In this project, we investigate efficient algorithms that predict which ad a user is most likely to click at, based on that user's past clicking behavior and all other information that is available.

Modelling and Optimization of Dialysis Treatment

Principal Investigator: Tobias Scheffer
Funding: Fresenius-affiliate NephroCare e-Services GmbH
Duration: 2008-2012

We investigate model-building and the generation of actionable knowledge from records of dialysis treatments.

Differing Training and Test Distributions in Active Learning

Principal Investigator: Tobias Scheffer
Funding: Google Research Award
Duration: 2009

Active learning reduces the labeling effort incurred by applying machine learning algorithms. Active learning procedures direct the attention of a labeler towards examples whose label is believed to convey a maximum of information. Labeled samples in active learning are governed by a distribution that differs from the natural test distribution for multiple reasons. An initial labeled sample may be compiled from auxiliary data sources; the natural input distribution may change over time, or may be altered by an adversary. In addition - and specific to active learning - an active instance selection procedure creates a labeled sample that is biased by the selection criterion. Treating the artificially selected sample in active learning as if it was governed by the test distribution is not necessarily the best course of action. We will understand, develop, and evaluate systematic approaches to active learning that account for this discrepancy between labeled training and test distributions.

Mining Jazz Data to Assess Development Processes

Principal Investigators: Andreas Zeller, Tobias Scheffer
Funding: IBM, Jazz Faculty Grant
Duration: 01/2008-12/2008

What is it that makes a good development process?

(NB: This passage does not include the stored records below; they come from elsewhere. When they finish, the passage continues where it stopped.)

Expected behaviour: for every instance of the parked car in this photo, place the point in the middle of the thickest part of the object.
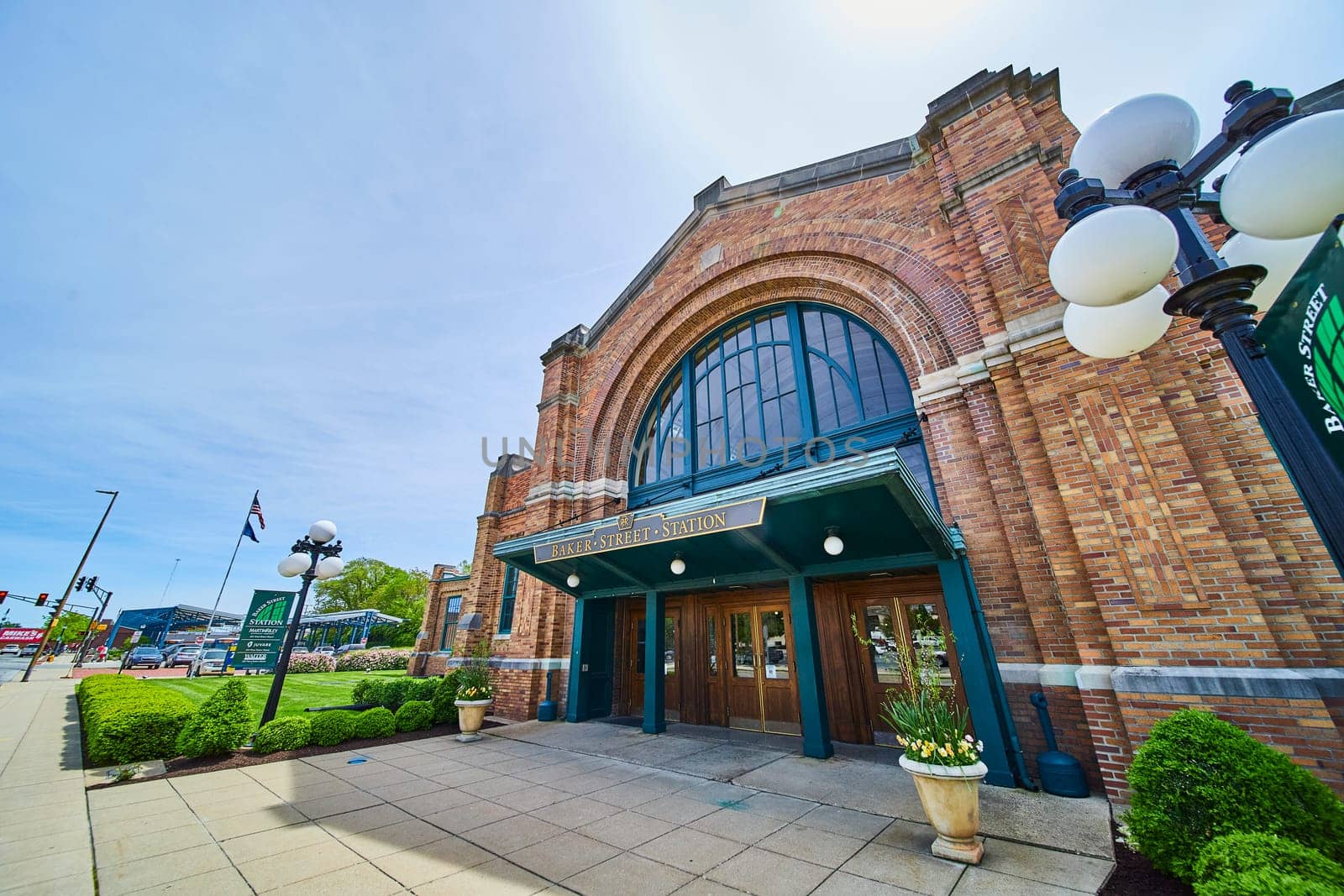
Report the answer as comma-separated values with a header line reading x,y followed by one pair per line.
x,y
148,658
208,663
181,656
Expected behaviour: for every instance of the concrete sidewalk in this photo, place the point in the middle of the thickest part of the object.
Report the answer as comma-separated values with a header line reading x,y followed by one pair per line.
x,y
507,815
531,808
45,839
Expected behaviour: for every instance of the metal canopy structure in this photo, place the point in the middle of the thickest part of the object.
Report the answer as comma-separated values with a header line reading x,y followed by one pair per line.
x,y
874,501
156,624
315,627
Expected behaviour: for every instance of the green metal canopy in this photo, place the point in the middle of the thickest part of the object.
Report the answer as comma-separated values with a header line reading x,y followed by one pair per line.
x,y
874,501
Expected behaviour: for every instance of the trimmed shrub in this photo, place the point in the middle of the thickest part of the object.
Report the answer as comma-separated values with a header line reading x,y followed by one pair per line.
x,y
1225,864
302,663
1263,882
129,720
221,726
374,660
445,708
416,715
289,732
375,723
1198,777
333,727
393,692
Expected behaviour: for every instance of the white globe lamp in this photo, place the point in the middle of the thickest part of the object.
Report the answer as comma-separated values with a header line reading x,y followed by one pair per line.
x,y
1133,134
329,567
1119,331
1290,183
322,532
295,564
1280,257
1113,255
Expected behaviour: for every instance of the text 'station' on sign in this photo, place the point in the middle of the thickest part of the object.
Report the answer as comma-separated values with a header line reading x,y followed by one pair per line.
x,y
264,631
1303,335
629,531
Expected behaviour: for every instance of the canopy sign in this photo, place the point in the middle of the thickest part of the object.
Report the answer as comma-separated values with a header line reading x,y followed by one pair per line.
x,y
629,531
264,631
1304,338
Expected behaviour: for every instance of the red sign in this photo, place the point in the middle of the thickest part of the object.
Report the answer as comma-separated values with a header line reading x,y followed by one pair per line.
x,y
20,634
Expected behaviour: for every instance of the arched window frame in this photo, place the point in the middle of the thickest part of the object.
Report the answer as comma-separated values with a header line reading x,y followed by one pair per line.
x,y
894,427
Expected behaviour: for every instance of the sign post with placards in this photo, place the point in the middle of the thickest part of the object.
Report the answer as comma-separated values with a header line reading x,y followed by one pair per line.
x,y
264,631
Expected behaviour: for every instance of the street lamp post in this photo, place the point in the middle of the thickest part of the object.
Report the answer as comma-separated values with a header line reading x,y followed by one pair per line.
x,y
1131,197
313,557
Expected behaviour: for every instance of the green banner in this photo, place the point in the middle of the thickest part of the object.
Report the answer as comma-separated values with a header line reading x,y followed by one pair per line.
x,y
264,631
1304,338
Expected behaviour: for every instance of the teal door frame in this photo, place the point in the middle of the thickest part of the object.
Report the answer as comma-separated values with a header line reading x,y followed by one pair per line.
x,y
591,642
806,652
655,712
980,679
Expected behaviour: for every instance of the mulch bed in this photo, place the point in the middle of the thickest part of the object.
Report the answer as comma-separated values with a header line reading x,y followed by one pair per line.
x,y
244,758
1136,875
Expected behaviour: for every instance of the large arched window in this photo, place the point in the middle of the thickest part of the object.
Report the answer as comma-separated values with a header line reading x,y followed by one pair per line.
x,y
774,390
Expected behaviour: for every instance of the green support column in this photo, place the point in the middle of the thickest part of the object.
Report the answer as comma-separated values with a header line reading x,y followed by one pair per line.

We want to develop a plug-in that learns from collaboration and defect data as tracked by Jazz, relates features of the collaborative development process to the defect density of individual components, and thereby automatically predicts code quality. For instance, the plug-in might advise that package P should be reviewed more, because a new dependency on compiler internals has been added shortly before the release date by a developer who is new to the team.

Text Mining: Knowledge Discovery in Text Databases and Efficient Document Processing

(German project title: Text Mining: Wissensentdeckung in Textsammlungen und Effizienz von Dokumentenverarbeitungsprozessen)

Principal Investigator: Tobias Scheffer
Funding: German Science Foundation DFG, Emmy Noether Program
Duration: June 2003 through June 2008

The amount of documents available in archives and on the web is growing exponentially. This growth induces a demand for methods that automatically analyze large volumes of documents, discover and utilize valuable knowledge contained in them. A substantial part of our working processes consists of processing (i.e., reading, writing, manipulating) documents. Many tools support the administration of text documents, such as file systems, databases, or document management systems. Much greater efforts (and more expenses), however, are imposed by the actual document manipulation processes — such as writing documents. Any support of document manipulation processes requires substantial knowledge; it is therefore much more difficult to support document processing rather than document administration.
The goal of the „Text Mining“ project is to develop and study text mining algorithms that discover knowledge in large document archives, and utilize this knowledge to support future text manipulation processes.

Data and Text Mining in Quality and Service

Principal Investigator: Tobias Scheffer
Funding: DaimlerChrysler AG
Duration: 08/2005-07/2008

We study the problem of discovering trends and new developments in production and warranty databases as well as in workshop reports. We develop technologies that automatically identify such trends and discover their hidden causes. The goal of this project is the constructive analysis of data mining methods that lead to improved service processes by integrating and analyzing textual information and data from multiple, heterogeneous and distributed databases.